Wien/London. Wer heuer die Champions League gewinnen will, muss zumindest eine, wenn nicht gar zwei oder noch mehr englische Hürden nehmen. Gleich fünf Vertreter der Premier League sind noch im Titelrennen: Liverpool steht bereits im Viertelfinale, Manchester City ist es nach dem Hinspiel gewiss, Chelsea, Manchester United und Tottenham haben den Aufstieg allesamt selbst in der Hand. Doch schon die Tatsache, dass alle fünf Teilnehmer eines Landes auch die K.o.-Phase erreicht haben, vier davon als Gruppensieger, war einzigartig in der Champions-League-Historie.

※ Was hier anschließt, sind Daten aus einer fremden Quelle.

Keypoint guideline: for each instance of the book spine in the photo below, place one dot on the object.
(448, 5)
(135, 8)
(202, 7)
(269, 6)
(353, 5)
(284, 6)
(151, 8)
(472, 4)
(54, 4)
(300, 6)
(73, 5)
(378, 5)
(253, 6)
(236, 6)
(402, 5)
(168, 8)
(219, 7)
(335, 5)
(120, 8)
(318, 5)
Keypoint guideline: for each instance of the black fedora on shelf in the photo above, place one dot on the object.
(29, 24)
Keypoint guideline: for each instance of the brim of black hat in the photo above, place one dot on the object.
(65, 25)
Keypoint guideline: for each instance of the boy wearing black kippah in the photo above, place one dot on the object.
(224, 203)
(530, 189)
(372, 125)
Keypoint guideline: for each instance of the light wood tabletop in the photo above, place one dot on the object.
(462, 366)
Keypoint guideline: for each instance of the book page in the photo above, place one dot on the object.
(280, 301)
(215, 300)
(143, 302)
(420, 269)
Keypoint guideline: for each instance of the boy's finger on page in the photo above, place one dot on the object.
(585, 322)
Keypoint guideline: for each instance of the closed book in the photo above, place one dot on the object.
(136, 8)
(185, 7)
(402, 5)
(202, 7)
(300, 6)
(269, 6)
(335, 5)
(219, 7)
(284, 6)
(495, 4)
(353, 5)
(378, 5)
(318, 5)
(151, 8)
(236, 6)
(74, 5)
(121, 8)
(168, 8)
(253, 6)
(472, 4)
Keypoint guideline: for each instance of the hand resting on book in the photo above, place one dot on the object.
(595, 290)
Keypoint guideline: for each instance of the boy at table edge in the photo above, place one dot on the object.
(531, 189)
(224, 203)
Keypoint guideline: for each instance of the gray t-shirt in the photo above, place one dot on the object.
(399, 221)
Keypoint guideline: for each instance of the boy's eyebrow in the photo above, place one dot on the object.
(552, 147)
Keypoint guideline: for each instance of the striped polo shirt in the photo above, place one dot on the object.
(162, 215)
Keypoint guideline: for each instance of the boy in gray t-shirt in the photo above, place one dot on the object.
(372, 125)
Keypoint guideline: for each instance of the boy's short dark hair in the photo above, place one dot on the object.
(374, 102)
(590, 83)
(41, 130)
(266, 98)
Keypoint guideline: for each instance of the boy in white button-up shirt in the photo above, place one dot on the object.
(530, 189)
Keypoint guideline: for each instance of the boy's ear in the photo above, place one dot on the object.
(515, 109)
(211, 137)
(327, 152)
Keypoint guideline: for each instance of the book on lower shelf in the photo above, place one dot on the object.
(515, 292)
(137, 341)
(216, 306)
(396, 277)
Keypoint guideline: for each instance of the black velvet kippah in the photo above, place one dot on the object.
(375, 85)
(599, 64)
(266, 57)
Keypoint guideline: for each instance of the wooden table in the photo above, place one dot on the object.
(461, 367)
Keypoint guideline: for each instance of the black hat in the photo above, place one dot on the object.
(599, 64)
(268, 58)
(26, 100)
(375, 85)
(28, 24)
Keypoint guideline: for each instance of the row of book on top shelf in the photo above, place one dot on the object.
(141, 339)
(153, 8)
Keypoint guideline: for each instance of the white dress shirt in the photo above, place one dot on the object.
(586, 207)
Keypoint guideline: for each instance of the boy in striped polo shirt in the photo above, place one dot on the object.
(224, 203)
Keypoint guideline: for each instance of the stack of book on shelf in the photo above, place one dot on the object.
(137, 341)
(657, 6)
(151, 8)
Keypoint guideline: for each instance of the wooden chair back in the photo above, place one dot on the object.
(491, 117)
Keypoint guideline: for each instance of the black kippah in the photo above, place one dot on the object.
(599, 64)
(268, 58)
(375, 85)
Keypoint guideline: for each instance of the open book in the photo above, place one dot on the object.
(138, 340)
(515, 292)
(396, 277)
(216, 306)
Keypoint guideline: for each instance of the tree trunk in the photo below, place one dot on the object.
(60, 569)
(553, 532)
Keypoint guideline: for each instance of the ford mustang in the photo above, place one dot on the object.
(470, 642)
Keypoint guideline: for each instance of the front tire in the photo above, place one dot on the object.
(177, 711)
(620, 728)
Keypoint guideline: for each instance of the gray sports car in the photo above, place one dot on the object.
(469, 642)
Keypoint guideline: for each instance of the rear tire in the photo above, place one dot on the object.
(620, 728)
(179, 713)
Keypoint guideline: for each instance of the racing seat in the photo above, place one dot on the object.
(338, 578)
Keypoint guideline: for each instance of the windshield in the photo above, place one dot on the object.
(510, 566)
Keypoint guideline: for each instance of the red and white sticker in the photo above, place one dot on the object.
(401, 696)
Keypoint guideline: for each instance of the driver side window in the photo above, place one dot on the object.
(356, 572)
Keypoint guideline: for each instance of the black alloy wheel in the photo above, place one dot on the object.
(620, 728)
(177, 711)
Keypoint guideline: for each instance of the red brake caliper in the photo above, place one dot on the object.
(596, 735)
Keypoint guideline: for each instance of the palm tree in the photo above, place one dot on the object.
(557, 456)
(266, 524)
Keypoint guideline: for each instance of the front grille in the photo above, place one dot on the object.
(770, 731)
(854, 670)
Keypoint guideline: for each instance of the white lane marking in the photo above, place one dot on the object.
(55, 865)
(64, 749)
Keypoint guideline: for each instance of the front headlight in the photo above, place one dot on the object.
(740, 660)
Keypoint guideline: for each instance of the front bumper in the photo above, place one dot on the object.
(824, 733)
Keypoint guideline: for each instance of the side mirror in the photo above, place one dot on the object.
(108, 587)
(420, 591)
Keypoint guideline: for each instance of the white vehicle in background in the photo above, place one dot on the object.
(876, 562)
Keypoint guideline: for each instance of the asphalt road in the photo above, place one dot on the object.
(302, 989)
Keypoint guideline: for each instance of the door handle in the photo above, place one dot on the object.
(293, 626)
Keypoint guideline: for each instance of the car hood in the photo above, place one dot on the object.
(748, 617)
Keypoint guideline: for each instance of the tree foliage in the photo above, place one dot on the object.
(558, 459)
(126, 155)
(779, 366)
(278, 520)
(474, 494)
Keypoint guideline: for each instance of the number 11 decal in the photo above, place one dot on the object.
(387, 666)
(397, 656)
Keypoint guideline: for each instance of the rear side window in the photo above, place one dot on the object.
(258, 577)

Dabei hat es seit Chelsea 2012 kein Premier-League-Klub mehr in die Nähe des Endspiels geschafft. International waren City und Co. meist leichte Beute für die übermächtigen Spanier, die immer noch die Uefa-Fünfjahreswertung anführen. 2017/18 aber ist England die klare Nummer eins und wird aufholen. Die im Vergleich höchsten TV-Gelder und die damit verbundenen Möglichkeiten auf dem Transfermarkt wären die einfachsten Erklärungen für die neue Dominanz. Nur hatte Geld auch in den Jahren zuvor keinen englischen Champions-League-Sieger hervorgebracht.

Tottenham Hotspur, das am Mittwoch mit 17 Pflichtspielen ohne Niederlage im Rücken Juventus Turin zum Achtelfinal-Rückspiel empfängt (20.45 Uhr, live ORF eins, Hinspiel 2:2), steht exemplarisch für den englischen Aufstieg. Bemerkenswert dabei: Die beiden Erfolgsgaranten des Vizemeisters und derzeitigen Tabellenvierten haben den Klub so gut wie nichts gekostet. Der 24-jährige Harry Kane, er hält bei 35 Toren in 37 Saisonspielen und war zuletzt zweimal in Folge Torschützenkönig der Premier League, kommt aus der eigenen Jugendabteilung. Kreativzentrale Dele Alli, 21, ein einstiger Straßenfußballer mit schwieriger Kindheit, wurde 2015 um 6,6 Millionen Euro von Drittligist Milton Keynes Dons an die White Hart Lane geholt.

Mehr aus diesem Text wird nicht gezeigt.